Over a dozen stakeholders were interviewed for the study, including Long Beach Mayor Sue Svendsen, the city’s administrator, David Glasson, and its community development director, Ariel Smith. Others included the Pacific County Tourism Bureau’s executive director, Josh Phillips, EDC Executive Director Sue Yirku and consultant Kelly Rupp, and executives from several local resorts and hotels.
Partnership
City officials made clear that they did not want Long Beach to bear the burden of operating a conference center, but rather favored a public-private partnership where the city could contract with one or multiple third parties to operate the facility and provide food services. They indicated they may be willing to contribute up to $600,000 of lodging tax revenue annually over a 20-year period for the construction and operation of the center.
The area in question that the study examined for the conference center is located directly west of the Fun Beach Go-Kart Speedway and Fun Beach Mini Golf. Svendsen clarified that there has been prior interest from a “committed community person” who owns property in the downtown area about operating a center, but said their interest has since “waned a bit.”
“It’s an ambitious thing for us to look at, I gotta say,” said Svendsen in reference to the financial commitment that would be required from the city. “I’m not saying this is a slam dunk by any means.”
Regardless, the mayor believes the study will be a valuable tool to have moving forward for other potential developers, such as a hotelier who’s not interested in building both a hotel and a conference center.
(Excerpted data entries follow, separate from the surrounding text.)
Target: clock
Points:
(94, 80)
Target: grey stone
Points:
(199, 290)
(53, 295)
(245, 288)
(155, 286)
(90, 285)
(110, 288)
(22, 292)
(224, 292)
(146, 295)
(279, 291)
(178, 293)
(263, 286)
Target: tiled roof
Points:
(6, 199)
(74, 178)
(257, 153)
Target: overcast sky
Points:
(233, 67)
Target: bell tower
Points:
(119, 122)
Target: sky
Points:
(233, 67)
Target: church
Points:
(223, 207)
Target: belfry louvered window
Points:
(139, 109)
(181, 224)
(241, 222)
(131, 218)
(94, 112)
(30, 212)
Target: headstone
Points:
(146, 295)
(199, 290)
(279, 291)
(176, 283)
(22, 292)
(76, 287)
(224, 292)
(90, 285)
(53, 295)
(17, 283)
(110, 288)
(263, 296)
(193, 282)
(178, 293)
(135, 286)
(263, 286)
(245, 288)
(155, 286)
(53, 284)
“The most likely thing would be if some new person came into town they wouldn’t want to build a hotel and a conference center together,” said Svendsen. “That’s the best fit, but that wasn’t what we were faced with the possibility of.”
Comparables
Students looked at a handful of comparable facilities in the region, including the Seaside Civic & Convention Center and the Ocean Shores Convention Center. Other facilities used as comps were located in Port Orchard, Port Angeles and Wenatchee.
“Through looking at these, we found that each individual [center] had something unique about them,” said UW student Kealan Estrada. The convention center in Seaside, as a long-established facility, has contracted bookings for every year through 2033, while the Grays Harbor Public Facilities District helped finance the center in Ocean Shores while also funding a reserve.
Estrada noted that most of the comparable centers are operating at a deficit and without a dedicated source of funding, such as lodging or tourism taxes. Public-private cost sharing where bonds are issued is a common approach.
“Consistent external support is crucial for long-term financial viability,” the study states, with success also hinging on centers’ ability to form partnerships with hotels, caterers and local businesses as well as having flexible, tech-ready spaces for the center to be able to cast a wide net and host both larger and smaller events.
Facility
In the end, the study recommended that a conference center with a 350-person capacity would be the ideal size, finding that it balanced demand and cost while being a better fit for the community and tourism.
Along with utilizing a public-private partnership to operate the conference center, the study also suggested having an integrated marketing agreement with the EDC and county tourism bureau to allow for constant bookings, with a focus on targeting small- to medium-sized organizations and events.
The study also looked at centers with a capacity of 200 and 500 people, but found the 200-person center would limit revenue potential and reduce the attractiveness to host large events. And while the 500-person center could maximize revenue, it would require a steeper initial investment and higher occupancy rates to make financial sense.
The site in question that students examined is about 6.6 acres in total, but with wetlands comprising about 3.5 acres and the required buffers being taken into account, just 2.7 acres are left as buildable area — about 118,000 square feet.
A conference center with a 350-person capacity would clock in at up to 17,000 square feet, the study found, with the potential for the expansion of another 10,000 square feet. Parking would take up about 15,000 square feet and could accommodate an additional 10,000 square feet in the future, with an outdoor event space and exhibition plaza combining to take up another 10,000 square feet.
Using operational and market assumptions, the study found that the cost to construct such a conference center would check in between $6 to $8.5 million, with annual operating costs landing at about $630,000 in year one. A 350-person center — the middle of the three options that the study examined, along with 200- and 500-person centers — could bring in just shy of $300,000 in its first year.
While the conference center itself would be operating at a loss annually, the study projected that local spending spurred by the increased tourism would outpace those losses in the long run.
Through a model that was shared with the city, cumulative cash flow would check in at a loss of nearly $24 million over a 30-year period to construct and operate the facility, while local spending attributed to the center’s presence would eclipse $26 million over that same period of time. The 350-person center is the only option of the three capacities where local spending was found to exceed the negative cash flow of building and running the facility.
“This is an important thing to point out, and I’m not sure it has been hammered home enough, but in every comparable city these facilities operate at a loss,” said UW student Ben Pitock. “And the main benefit is that [the centers] are adding to the local economy.”